En comparant ces différents moments de l’histoire régionale, nous chercherons dans un deuxième temps à mettre en évidence les composantes humaines et discursives de la thématique identitaire. Entre les principales catégories d’acteurs, nous verrons qui, des édiles ou des artistes, « mène la danse ». Nous suivrons également, à travers les tentatives successives pour faire exister une « École toulousaine », les participants au monde de l’art dans leur difficulté à donner une substance proprement plastique à l’idée d’identité culturelle.
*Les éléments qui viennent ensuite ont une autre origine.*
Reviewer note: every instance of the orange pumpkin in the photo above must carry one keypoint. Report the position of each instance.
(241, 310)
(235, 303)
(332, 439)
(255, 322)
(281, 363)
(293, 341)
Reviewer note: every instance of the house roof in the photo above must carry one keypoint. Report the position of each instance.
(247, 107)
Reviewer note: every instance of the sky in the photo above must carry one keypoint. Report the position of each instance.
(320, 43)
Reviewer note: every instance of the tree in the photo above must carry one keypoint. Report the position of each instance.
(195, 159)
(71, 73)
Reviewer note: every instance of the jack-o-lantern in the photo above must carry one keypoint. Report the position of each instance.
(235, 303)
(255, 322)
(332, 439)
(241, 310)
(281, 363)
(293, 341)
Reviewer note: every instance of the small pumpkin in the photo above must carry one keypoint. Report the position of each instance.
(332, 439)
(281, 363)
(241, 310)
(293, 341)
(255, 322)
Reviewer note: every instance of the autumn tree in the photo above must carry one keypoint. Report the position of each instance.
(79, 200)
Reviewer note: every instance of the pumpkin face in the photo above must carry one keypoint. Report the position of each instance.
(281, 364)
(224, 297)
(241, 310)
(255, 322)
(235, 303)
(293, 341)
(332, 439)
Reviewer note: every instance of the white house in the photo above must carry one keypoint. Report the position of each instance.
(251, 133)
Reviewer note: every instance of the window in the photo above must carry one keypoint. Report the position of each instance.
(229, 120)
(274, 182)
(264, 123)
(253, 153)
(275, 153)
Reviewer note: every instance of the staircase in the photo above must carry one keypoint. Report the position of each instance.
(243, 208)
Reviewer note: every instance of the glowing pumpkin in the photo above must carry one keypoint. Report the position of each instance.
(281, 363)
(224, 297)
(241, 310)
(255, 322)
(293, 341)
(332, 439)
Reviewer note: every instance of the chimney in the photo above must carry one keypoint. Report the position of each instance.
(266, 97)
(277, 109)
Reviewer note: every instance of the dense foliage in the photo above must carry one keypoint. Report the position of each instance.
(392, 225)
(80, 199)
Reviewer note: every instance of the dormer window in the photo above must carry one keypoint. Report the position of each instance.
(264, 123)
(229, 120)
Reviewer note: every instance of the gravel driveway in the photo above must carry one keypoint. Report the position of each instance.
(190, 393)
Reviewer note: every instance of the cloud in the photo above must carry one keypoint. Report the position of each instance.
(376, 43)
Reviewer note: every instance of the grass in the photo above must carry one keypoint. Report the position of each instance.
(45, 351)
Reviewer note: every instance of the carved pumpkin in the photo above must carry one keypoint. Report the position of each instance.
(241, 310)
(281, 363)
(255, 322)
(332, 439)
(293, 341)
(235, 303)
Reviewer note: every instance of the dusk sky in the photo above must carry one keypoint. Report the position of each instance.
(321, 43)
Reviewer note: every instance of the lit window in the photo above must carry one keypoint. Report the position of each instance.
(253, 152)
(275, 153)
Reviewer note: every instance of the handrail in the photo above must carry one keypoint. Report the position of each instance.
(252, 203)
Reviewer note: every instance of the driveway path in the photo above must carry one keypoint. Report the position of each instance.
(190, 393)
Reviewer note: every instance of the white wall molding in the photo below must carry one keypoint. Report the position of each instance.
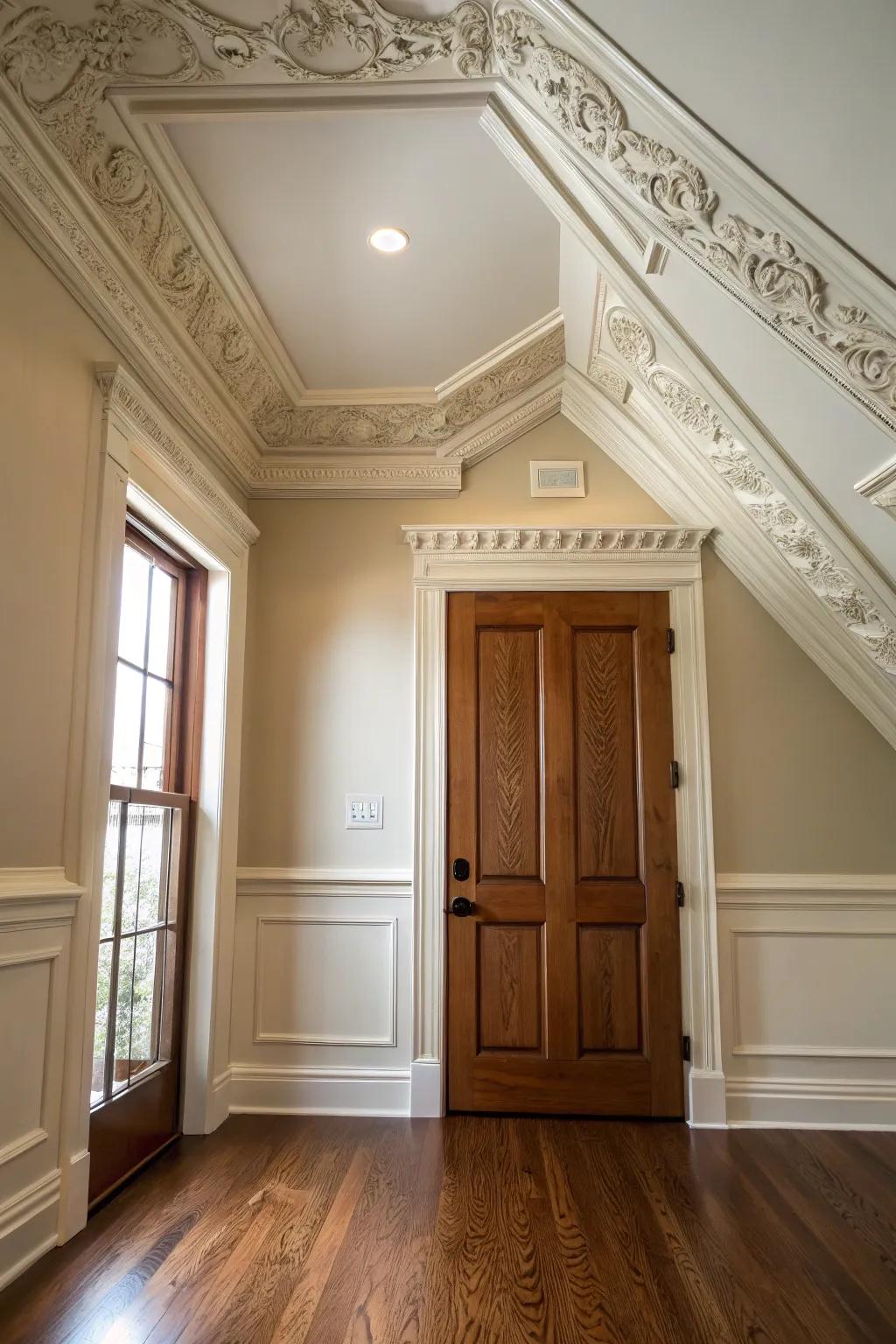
(328, 1090)
(508, 556)
(821, 1050)
(331, 882)
(263, 1035)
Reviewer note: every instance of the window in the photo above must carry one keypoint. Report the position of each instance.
(148, 827)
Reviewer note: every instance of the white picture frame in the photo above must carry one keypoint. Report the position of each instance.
(556, 480)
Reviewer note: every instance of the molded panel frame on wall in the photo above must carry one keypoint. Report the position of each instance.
(519, 558)
(143, 460)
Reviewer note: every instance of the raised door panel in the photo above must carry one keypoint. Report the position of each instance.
(606, 754)
(509, 717)
(609, 988)
(509, 987)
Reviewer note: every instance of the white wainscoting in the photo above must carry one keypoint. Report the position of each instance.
(321, 992)
(808, 992)
(37, 909)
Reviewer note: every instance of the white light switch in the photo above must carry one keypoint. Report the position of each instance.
(363, 810)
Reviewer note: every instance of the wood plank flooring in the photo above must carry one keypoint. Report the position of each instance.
(481, 1230)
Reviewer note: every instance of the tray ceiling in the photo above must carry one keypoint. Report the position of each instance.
(298, 198)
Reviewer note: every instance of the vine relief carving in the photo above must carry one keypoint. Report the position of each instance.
(792, 536)
(760, 265)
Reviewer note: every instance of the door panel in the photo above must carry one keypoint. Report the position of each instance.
(564, 982)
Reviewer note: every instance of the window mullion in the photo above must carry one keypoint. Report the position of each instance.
(116, 956)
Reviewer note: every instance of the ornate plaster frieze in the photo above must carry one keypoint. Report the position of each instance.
(760, 265)
(386, 43)
(366, 478)
(559, 541)
(120, 393)
(419, 425)
(509, 426)
(777, 516)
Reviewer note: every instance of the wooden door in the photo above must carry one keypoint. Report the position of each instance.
(564, 987)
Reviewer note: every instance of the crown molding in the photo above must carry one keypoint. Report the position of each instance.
(880, 488)
(704, 200)
(326, 478)
(124, 398)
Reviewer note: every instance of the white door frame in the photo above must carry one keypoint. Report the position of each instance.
(143, 460)
(511, 556)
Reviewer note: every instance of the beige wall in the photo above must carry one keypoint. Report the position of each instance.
(47, 350)
(802, 782)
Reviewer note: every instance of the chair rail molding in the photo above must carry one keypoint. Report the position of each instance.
(601, 558)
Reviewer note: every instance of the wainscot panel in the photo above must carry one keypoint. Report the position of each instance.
(37, 909)
(321, 992)
(808, 992)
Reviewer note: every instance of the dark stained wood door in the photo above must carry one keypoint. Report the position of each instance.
(564, 987)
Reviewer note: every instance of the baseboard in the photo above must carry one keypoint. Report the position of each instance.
(426, 1088)
(320, 1092)
(812, 1103)
(73, 1196)
(707, 1098)
(29, 1226)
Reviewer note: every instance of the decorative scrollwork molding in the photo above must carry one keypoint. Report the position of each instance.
(775, 515)
(760, 265)
(120, 393)
(387, 43)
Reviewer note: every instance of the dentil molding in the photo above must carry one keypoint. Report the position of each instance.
(60, 73)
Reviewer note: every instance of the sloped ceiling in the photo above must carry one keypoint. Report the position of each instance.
(719, 330)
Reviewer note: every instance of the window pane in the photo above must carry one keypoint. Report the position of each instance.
(130, 883)
(161, 622)
(135, 594)
(145, 1002)
(121, 1066)
(125, 742)
(110, 870)
(101, 1025)
(155, 734)
(153, 865)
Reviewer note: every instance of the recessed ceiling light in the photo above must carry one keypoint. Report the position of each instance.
(388, 240)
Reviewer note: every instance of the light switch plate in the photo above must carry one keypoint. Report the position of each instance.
(363, 810)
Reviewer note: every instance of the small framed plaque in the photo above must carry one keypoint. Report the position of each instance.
(556, 480)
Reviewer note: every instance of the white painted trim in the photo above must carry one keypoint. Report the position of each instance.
(806, 892)
(311, 1090)
(507, 558)
(27, 886)
(326, 882)
(268, 1038)
(840, 1103)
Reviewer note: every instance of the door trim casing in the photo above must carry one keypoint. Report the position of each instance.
(606, 558)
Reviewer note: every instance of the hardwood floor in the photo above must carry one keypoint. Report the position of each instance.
(479, 1230)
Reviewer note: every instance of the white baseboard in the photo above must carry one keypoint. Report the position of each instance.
(73, 1196)
(705, 1098)
(29, 1226)
(426, 1088)
(318, 1092)
(812, 1103)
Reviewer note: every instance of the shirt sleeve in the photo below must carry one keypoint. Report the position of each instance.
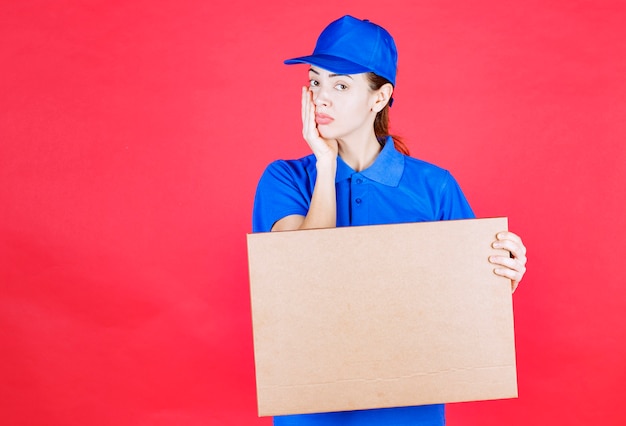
(283, 190)
(454, 205)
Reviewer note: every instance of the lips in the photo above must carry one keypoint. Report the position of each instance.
(323, 118)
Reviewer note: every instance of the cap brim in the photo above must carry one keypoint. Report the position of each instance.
(329, 63)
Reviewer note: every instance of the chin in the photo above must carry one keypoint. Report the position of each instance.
(327, 133)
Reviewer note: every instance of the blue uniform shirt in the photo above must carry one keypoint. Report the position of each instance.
(394, 189)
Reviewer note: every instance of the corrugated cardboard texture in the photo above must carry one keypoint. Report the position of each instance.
(380, 316)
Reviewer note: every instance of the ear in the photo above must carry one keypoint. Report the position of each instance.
(381, 97)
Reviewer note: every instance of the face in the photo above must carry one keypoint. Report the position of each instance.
(344, 104)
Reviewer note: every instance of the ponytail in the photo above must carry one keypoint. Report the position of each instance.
(381, 122)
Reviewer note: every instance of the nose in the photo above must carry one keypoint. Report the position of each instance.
(320, 97)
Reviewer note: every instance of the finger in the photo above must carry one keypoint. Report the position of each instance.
(515, 246)
(509, 273)
(508, 235)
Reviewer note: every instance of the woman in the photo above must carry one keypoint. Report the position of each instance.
(360, 175)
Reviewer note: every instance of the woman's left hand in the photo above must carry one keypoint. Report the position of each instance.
(514, 265)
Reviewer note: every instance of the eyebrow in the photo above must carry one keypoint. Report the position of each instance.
(331, 75)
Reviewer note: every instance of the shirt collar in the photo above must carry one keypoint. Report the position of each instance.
(386, 169)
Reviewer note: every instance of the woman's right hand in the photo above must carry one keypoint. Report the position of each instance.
(325, 150)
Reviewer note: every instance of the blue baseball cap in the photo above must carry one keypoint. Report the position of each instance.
(352, 46)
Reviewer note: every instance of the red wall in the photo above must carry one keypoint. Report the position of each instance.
(132, 135)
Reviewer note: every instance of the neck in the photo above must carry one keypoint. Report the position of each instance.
(360, 153)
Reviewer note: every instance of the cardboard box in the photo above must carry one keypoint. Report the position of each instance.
(380, 316)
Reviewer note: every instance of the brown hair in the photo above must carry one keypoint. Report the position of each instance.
(381, 123)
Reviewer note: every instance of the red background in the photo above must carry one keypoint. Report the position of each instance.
(132, 135)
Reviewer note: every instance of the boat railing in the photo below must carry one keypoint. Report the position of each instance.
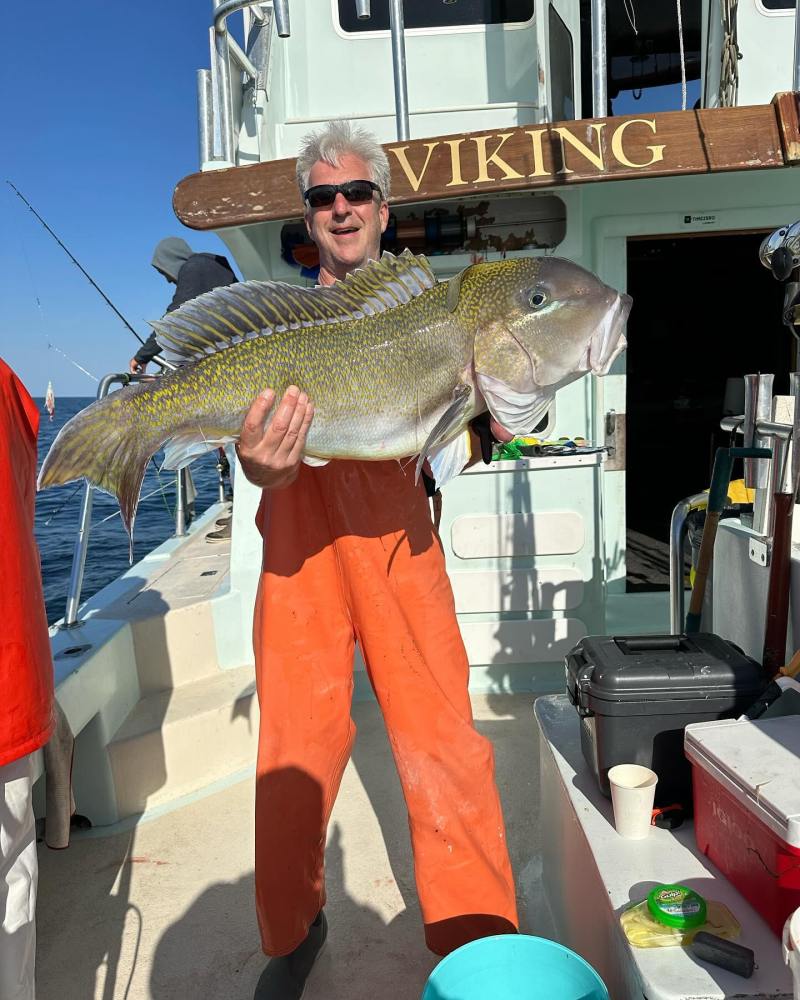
(777, 436)
(85, 520)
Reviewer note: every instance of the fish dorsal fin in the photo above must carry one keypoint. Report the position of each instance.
(454, 289)
(233, 313)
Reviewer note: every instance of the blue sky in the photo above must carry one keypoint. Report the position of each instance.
(99, 124)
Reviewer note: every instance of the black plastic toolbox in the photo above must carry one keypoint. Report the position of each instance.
(636, 694)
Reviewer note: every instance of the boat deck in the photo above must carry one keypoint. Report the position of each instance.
(164, 908)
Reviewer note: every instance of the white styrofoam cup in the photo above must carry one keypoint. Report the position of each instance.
(633, 790)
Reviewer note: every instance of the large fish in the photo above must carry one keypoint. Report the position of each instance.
(395, 364)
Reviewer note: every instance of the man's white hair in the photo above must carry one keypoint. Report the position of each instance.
(338, 139)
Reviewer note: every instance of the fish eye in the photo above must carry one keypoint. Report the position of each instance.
(537, 298)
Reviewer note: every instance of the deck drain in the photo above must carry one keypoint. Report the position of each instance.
(73, 650)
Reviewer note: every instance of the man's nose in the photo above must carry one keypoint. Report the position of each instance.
(341, 206)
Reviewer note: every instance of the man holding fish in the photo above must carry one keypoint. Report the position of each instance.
(350, 554)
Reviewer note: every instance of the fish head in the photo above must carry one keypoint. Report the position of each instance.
(540, 323)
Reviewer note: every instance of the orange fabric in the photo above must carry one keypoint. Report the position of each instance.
(350, 554)
(26, 667)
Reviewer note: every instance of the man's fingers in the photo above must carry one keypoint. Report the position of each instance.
(296, 452)
(295, 421)
(253, 426)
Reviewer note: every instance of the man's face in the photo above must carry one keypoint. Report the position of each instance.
(347, 235)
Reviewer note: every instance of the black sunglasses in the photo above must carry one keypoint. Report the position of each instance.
(356, 192)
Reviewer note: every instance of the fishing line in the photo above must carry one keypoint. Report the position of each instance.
(63, 505)
(40, 312)
(76, 262)
(147, 496)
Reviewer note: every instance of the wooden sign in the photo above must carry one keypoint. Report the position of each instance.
(516, 159)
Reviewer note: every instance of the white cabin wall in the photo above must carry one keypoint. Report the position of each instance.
(612, 212)
(766, 42)
(458, 80)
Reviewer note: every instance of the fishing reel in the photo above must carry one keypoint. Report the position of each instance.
(780, 254)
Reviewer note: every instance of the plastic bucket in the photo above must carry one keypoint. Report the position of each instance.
(791, 949)
(514, 967)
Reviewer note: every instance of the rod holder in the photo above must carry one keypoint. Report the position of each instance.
(281, 8)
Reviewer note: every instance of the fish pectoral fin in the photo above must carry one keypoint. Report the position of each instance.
(518, 412)
(450, 459)
(183, 448)
(447, 426)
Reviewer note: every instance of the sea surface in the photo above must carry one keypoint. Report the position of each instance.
(58, 512)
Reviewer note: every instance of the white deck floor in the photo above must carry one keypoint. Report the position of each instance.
(166, 911)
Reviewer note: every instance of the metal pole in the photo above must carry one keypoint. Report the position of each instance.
(79, 560)
(180, 503)
(281, 8)
(599, 83)
(677, 537)
(221, 95)
(762, 508)
(84, 524)
(796, 79)
(205, 123)
(397, 25)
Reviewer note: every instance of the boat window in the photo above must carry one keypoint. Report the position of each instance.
(475, 228)
(437, 14)
(562, 97)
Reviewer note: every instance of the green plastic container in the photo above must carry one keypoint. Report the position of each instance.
(677, 906)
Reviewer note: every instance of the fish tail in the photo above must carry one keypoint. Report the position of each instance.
(102, 445)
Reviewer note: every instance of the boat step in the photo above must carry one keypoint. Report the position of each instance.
(176, 742)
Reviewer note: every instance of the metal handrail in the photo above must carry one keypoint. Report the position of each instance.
(85, 520)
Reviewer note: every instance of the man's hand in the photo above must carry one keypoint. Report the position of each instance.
(484, 430)
(271, 455)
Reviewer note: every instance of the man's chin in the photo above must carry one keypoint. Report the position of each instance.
(500, 433)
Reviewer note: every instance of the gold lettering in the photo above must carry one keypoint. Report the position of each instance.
(657, 152)
(402, 159)
(582, 148)
(538, 153)
(455, 162)
(484, 160)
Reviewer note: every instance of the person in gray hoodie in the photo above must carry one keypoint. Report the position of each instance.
(192, 274)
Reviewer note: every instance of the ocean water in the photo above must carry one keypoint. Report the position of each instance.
(58, 513)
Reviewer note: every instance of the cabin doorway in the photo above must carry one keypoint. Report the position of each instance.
(705, 312)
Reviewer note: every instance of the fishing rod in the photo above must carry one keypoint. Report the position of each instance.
(76, 262)
(82, 269)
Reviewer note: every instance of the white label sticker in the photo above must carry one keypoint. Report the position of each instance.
(707, 219)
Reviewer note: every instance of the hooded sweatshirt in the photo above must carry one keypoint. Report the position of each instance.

Enfin, ces composantes humaines et discursives de la thématique identitaire conduiront à examiner une idée insistante qui a cours dans les milieux artistiques locaux et nationaux : celle d’un « retard » de Midi-Pyrénées en matière d’arts plastiques.

Les analyses qui suivent s’appuient sur les résultats de deux recherches existantes qu’elles réinterrogent : celle consacrée à la vie artistique locale jusqu’au début de la Seconde Guerre mondiale, par L. Rivet, historienne d’art (Rivet, 1989) ; celle conduite par nos soins pour la période couvrant la deuxième partie du siècle (Azam, 1998). Cette dernière a utilisé les matériaux traditionnels en histoire — dépouillement d’archives et documents multiples —, et complété les investigations par les éléments tirés d’une quarantaine d’entretiens de témoins et d’acteurs de la vie artistique locale.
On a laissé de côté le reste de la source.